Little to cheer about
Forget about making money on houses in 2011
DESPITE INTEREST RATES dropping to their lowest level in more than 30 years, South Africans have yet to regain their appetite for residential property. Industry players say sales volumes are still roughly half of those recorded during the boom years, which means house prices are likely to show little, if any, growth this year.
In fact, some say it’s no longer if house prices will fall again this year but rather by how much. Latest data from SA’s major banks and mortgage originators show despite average house values rising by 6% to 8% on average last year as a whole (depending on whether you look at Absa, First National Bank, Standard Bank or ooba figures) all indices were down to the low single-digits or falling by year-end. Absa’s index moved into negative growth territory in November (-1,4%), while ooba’s index was down 2,8% in November, the first fall in house prices recorded by it since April 2009.
Property economists expect price growth to weaken further over the coming months on the back of lingering high debt levels, the probability of no further interest rate cuts and an uncertain job market outlook.
FNB property strategist John Loos says it’s unlikely the market will be able to avert falling house prices this year, as cashstrapped consumers simply can’t afford to take on additional mortgage debt.
Loos forecasts prices to drop by around -2,5% for the year as a whole. He believes larger and more expensive homes will take the most pain, while the smaller homes sector should outperform as the trend towards downscaling gains momentum. Says Loos: “Size is becoming a key driver of home buying decisions, as rising operating costs – electricity, water and municipal rates – prompt consumers to opt for smaller properties that are cheaper to run.’’

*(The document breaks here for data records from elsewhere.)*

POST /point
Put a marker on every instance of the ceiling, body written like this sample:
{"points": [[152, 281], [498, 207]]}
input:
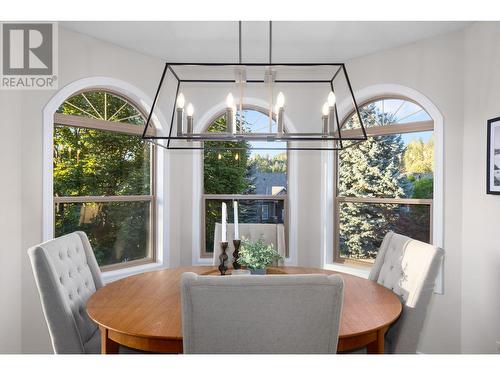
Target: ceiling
{"points": [[293, 41]]}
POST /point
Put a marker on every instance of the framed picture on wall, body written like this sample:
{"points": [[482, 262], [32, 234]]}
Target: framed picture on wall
{"points": [[493, 172]]}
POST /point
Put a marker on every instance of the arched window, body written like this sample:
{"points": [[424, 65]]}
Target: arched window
{"points": [[386, 182], [103, 177], [243, 172]]}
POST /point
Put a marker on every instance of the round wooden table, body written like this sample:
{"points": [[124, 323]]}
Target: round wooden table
{"points": [[144, 311]]}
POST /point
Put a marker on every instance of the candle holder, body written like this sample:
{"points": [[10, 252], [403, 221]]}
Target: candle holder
{"points": [[236, 254], [223, 259]]}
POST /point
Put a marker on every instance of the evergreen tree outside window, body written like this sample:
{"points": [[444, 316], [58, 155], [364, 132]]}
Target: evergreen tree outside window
{"points": [[239, 171], [386, 182], [103, 177]]}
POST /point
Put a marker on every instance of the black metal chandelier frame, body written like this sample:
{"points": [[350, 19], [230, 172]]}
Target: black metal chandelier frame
{"points": [[330, 142]]}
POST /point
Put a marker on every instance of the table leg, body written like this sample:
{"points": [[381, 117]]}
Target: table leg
{"points": [[377, 346], [108, 346]]}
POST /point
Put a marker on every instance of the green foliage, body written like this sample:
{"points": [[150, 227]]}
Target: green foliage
{"points": [[257, 255], [419, 157], [423, 188], [91, 162]]}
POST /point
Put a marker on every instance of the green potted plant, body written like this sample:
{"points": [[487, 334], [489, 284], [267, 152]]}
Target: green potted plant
{"points": [[257, 256]]}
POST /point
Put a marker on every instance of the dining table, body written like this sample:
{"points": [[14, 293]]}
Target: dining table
{"points": [[143, 311]]}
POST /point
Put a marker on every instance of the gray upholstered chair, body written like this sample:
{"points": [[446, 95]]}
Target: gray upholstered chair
{"points": [[409, 268], [261, 314], [67, 274]]}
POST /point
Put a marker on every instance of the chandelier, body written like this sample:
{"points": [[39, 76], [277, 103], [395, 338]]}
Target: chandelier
{"points": [[217, 81]]}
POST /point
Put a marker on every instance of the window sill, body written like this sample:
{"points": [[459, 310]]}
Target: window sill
{"points": [[110, 276], [363, 272]]}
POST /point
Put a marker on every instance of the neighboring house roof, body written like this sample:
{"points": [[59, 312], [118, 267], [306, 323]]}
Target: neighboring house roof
{"points": [[270, 183]]}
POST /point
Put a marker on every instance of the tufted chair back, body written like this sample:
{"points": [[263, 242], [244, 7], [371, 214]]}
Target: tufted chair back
{"points": [[409, 268], [67, 274]]}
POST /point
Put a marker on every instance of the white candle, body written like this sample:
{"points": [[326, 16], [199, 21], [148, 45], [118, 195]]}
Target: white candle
{"points": [[180, 113], [236, 229], [224, 222], [331, 115]]}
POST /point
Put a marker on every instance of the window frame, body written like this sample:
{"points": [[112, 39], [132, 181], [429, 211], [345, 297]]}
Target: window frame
{"points": [[237, 197], [84, 122], [376, 131]]}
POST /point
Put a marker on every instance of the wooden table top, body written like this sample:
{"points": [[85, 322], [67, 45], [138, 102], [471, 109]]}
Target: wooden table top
{"points": [[149, 304]]}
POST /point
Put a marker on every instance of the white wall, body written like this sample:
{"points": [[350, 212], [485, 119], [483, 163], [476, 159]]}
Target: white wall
{"points": [[481, 224]]}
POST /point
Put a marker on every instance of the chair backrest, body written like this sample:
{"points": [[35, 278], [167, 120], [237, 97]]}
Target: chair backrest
{"points": [[261, 314], [409, 268], [66, 274], [269, 233]]}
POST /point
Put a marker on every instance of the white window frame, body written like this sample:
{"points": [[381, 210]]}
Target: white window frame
{"points": [[244, 197], [327, 177], [142, 101]]}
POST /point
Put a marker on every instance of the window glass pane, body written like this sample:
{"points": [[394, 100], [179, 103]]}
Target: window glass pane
{"points": [[391, 166], [118, 231], [96, 162], [364, 225], [241, 167], [250, 211], [102, 105], [386, 112]]}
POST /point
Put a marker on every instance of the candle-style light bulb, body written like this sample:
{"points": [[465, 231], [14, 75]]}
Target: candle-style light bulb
{"points": [[189, 112], [229, 100], [331, 99], [325, 109], [280, 111], [230, 114], [331, 113], [180, 113], [280, 101], [181, 101]]}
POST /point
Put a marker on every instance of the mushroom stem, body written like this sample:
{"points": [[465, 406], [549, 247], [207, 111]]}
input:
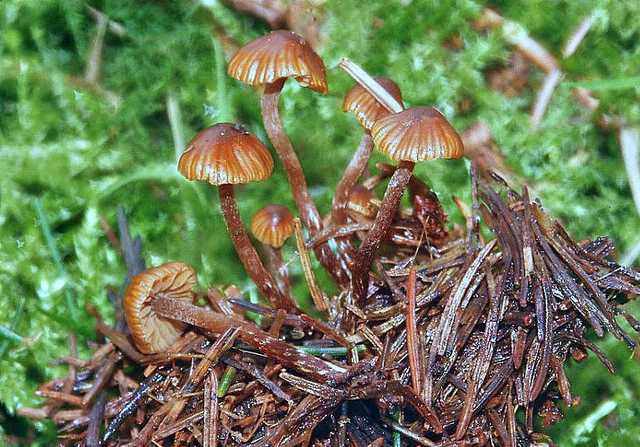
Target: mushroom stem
{"points": [[375, 236], [354, 170], [308, 212], [272, 347], [278, 268], [247, 253]]}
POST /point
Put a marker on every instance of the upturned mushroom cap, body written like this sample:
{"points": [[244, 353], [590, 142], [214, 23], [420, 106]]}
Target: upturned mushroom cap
{"points": [[417, 134], [279, 54], [365, 106], [225, 154], [272, 225], [152, 333], [361, 201]]}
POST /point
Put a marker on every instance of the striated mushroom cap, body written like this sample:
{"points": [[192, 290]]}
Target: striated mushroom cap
{"points": [[365, 106], [417, 134], [272, 225], [225, 154], [279, 54], [152, 333]]}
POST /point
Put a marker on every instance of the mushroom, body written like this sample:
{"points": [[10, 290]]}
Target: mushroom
{"points": [[267, 62], [158, 304], [151, 332], [367, 110], [223, 155], [413, 135], [362, 202], [272, 226]]}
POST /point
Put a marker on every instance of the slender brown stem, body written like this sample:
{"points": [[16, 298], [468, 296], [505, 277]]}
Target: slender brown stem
{"points": [[247, 253], [278, 268], [376, 235], [354, 170], [309, 215]]}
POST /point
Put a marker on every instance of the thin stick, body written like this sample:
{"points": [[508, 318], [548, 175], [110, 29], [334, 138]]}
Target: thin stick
{"points": [[550, 83], [408, 433], [577, 36], [412, 334], [630, 145], [92, 72], [532, 50], [175, 121], [210, 434], [305, 260], [371, 85]]}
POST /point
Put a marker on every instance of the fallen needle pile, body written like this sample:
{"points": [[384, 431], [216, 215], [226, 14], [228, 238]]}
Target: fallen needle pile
{"points": [[436, 337]]}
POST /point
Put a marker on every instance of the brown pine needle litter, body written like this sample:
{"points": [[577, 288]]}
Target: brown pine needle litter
{"points": [[462, 338]]}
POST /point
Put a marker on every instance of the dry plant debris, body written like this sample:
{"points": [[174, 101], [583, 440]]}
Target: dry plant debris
{"points": [[456, 340]]}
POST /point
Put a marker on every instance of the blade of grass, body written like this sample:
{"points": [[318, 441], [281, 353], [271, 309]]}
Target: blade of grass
{"points": [[8, 334], [225, 114], [70, 303], [14, 323]]}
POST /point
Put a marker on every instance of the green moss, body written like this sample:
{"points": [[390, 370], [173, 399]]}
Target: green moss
{"points": [[81, 156]]}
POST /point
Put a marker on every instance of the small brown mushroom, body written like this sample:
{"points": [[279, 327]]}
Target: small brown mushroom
{"points": [[413, 135], [223, 155], [152, 333], [267, 62], [272, 226], [367, 111]]}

Absa’s figures confirm that trend, with prices of smaller houses already accelerating at a noticeably faster pace than medium and large homes last year. Between January and November 2010, prices of small homes (80sq m to 140sq m, averaging R688 000) were up 14,7% compared with growth of only 4,5% and 3,5% achieved respectively for medium-sized (141sq m to 220sq m, averaging R951 000) and large houses (221sq m to 400sq m, averaging R1,4m).